3.4 Quartile-Quartile (Q-Q) plots

It is very often that you might want a peek or even more formally test whether data are Gaussian. This might be in a situation when looking at, for example, the residuals for a linear model to test whether they adhere to the assumption of a Gaussian distribution. In that case, a common diagnostic graph to construct is the quantile-quantile, or “q-q”” Gaussian plot.

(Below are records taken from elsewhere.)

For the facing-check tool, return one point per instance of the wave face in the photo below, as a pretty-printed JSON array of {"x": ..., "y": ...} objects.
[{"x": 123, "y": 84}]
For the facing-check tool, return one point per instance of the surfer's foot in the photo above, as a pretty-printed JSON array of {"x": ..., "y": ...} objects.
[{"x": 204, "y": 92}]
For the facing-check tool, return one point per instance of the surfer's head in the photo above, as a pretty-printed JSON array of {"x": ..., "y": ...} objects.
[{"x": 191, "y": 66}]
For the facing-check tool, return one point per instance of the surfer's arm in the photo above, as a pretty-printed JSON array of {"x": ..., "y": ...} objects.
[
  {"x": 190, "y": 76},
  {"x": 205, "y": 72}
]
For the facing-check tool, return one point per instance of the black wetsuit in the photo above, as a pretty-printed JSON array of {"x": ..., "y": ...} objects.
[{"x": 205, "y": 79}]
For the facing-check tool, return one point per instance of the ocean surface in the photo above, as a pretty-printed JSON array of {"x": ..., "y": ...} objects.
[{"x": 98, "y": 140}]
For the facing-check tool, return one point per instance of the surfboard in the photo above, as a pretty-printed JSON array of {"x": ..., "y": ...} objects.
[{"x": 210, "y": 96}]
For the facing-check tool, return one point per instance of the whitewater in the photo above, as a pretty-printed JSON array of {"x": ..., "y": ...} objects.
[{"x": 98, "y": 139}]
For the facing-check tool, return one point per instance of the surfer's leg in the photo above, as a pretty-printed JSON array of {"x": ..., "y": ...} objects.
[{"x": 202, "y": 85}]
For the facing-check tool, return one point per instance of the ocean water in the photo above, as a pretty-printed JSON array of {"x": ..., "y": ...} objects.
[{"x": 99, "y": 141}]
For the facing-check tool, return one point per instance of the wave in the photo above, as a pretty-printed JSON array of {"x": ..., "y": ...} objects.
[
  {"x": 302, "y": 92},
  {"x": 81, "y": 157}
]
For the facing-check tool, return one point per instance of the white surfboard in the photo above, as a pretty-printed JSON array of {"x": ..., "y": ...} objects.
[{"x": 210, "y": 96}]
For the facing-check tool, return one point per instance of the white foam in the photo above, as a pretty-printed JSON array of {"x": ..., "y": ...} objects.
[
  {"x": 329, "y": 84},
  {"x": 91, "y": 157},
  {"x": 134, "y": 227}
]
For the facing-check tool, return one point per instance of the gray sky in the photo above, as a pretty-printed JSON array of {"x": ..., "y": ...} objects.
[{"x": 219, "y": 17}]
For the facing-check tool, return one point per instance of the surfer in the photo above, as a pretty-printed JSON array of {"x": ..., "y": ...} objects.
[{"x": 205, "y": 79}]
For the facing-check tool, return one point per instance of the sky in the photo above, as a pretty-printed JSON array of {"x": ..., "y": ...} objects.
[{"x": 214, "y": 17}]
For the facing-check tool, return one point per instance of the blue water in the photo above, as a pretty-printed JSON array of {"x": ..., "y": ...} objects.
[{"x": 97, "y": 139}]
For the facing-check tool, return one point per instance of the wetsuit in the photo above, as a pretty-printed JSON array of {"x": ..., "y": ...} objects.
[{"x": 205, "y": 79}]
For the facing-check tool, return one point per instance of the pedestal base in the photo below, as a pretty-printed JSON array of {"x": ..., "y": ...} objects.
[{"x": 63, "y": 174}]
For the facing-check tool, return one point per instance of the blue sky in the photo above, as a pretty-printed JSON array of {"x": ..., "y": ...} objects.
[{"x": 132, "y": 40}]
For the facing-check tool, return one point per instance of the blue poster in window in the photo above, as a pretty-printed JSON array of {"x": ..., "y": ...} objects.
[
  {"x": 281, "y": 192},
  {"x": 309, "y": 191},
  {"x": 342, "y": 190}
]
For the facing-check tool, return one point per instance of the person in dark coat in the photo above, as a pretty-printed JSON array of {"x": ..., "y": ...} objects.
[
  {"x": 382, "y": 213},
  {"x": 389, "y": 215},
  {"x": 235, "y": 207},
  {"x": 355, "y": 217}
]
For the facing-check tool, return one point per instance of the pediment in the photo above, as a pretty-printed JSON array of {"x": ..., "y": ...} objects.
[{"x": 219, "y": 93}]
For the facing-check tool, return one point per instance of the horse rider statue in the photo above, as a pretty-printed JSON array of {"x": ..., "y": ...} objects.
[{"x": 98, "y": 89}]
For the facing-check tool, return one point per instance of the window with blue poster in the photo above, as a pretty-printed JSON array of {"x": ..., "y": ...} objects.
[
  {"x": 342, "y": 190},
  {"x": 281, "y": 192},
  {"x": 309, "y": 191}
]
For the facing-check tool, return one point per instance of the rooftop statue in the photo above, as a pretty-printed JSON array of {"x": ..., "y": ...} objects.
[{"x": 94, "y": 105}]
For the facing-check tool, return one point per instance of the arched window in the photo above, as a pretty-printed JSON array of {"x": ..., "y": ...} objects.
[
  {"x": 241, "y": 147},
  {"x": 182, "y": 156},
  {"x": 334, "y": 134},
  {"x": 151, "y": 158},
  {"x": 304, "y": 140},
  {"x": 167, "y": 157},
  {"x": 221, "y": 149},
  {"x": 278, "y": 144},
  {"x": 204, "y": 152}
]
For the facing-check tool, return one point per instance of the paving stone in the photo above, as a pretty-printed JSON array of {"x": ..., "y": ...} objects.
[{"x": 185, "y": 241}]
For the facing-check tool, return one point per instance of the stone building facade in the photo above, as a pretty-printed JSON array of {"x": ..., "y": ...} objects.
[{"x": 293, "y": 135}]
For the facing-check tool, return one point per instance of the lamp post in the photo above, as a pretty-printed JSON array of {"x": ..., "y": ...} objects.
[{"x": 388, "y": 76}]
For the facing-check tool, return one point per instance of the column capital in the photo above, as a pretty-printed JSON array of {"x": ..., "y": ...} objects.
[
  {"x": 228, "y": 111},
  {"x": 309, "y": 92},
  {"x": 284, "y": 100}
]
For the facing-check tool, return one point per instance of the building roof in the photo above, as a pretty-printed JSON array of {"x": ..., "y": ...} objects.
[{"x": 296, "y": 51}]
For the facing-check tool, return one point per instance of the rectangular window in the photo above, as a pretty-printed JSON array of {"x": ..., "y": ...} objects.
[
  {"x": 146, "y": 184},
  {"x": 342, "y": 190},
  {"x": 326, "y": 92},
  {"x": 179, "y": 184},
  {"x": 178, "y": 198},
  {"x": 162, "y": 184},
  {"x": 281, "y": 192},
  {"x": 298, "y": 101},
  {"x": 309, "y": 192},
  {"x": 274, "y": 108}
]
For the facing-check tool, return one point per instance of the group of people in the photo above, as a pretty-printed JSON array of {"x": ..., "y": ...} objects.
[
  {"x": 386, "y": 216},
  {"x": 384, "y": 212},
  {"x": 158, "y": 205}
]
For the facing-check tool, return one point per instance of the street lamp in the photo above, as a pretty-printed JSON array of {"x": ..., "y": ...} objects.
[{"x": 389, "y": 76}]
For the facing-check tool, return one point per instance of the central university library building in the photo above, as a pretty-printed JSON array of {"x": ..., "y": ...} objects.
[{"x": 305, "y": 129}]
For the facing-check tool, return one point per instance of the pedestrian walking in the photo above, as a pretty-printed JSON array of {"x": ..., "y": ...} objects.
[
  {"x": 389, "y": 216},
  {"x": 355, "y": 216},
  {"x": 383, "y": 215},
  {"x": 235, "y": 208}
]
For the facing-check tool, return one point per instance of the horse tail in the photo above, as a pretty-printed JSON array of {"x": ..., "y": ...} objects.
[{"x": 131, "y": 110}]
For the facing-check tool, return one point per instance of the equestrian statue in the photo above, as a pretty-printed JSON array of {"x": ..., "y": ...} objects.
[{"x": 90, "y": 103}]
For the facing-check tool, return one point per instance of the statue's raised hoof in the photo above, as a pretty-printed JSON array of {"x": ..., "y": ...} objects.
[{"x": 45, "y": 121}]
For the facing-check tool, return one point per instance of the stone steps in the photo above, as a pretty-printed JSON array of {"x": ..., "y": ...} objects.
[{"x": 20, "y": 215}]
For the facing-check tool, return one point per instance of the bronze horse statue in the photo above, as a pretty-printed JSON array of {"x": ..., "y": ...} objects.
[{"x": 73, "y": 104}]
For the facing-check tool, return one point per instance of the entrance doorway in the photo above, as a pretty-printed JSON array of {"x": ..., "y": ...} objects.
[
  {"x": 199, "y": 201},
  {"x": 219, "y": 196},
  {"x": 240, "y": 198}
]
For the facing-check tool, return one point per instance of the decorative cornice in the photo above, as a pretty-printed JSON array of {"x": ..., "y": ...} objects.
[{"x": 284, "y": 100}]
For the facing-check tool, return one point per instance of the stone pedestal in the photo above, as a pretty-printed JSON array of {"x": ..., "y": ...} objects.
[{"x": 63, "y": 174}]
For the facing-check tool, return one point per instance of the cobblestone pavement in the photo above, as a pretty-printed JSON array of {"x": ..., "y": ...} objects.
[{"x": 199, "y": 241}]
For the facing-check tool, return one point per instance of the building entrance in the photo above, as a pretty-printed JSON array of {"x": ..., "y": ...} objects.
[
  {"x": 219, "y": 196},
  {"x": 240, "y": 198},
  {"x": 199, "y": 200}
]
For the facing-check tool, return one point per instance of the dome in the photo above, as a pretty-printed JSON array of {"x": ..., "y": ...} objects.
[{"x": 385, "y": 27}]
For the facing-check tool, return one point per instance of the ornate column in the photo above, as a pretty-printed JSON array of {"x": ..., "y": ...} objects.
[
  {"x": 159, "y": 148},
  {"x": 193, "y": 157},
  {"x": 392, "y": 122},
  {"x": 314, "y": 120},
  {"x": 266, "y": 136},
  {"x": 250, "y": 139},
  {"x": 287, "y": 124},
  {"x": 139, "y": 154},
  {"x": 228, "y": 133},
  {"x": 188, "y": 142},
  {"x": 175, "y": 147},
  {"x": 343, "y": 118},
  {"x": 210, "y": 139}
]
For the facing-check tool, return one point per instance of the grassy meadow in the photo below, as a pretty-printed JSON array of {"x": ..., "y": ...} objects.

The q-q Gaussian plot your data again the theoretical expectation of the “quantile”, or percentile, were your data perfectly Gaussian (a straight, diagonal line). Remember, samples are not necessarily expected to perfectly conform to Gaussian (due to sampling error), even if the population from which the sample was taken were to be perfectly Gaussian. Thus, this is a way to confront your data with a model, to help be completely informed. The degree to which your data deviates from the line (especially systematic deviation at the ends of the line of expectation), is the degree to which is deviates from Gaussian.

## q-q- Gaussian ####

# Try This:

library(car) # Might need to install {car}

Loading required package: carData

# Set graph output to 2 x 2 grid
# (we will set it back to 1 x 1 later)
par(mfrow = c(2,2))  

# Small Gaussian sample
set.seed(42)
sm.samp <- rnorm(n = 10, 
                 mean = 10, sd = 2)

qqPlot(x = sm.samp, 
       dist = "norm", # C'mon guys, Gaussian ain't normal!
       main = "Small sample Gaussian")

[1] 9 2

# Large Gaussian sample
set.seed(42)
lg.samp <- rnorm(n = 1000, 
                 mean = 10, sd = 2)

qqPlot(x = lg.samp, 
       dist = "norm", 
       main = "Large sample Gaussian")

[1] 988 980

# Non- Gaussian sample
set.seed(42)
uni <- runif(n = 50, 
                 min = 3, max = 17)

qqPlot(x = uni, 
       dist = "norm", 
       main = "Big deviation at top")

[1] 35 37

par(mfrow = c(1,1)) # set graph grid back

4 Poisson distribution

Life is good for only two things, discovering mathematics and teaching mathematics.

- Simeon-Denis Poisson

The description of the Poisson distribution was credited to Simeon-Denis Poisson, a (very, very) passionate mathematician. The classic example for use is for count data, where famously it was exemplified by the number of Prussian soldiers who were killed by being kicked by a horse in a particular year.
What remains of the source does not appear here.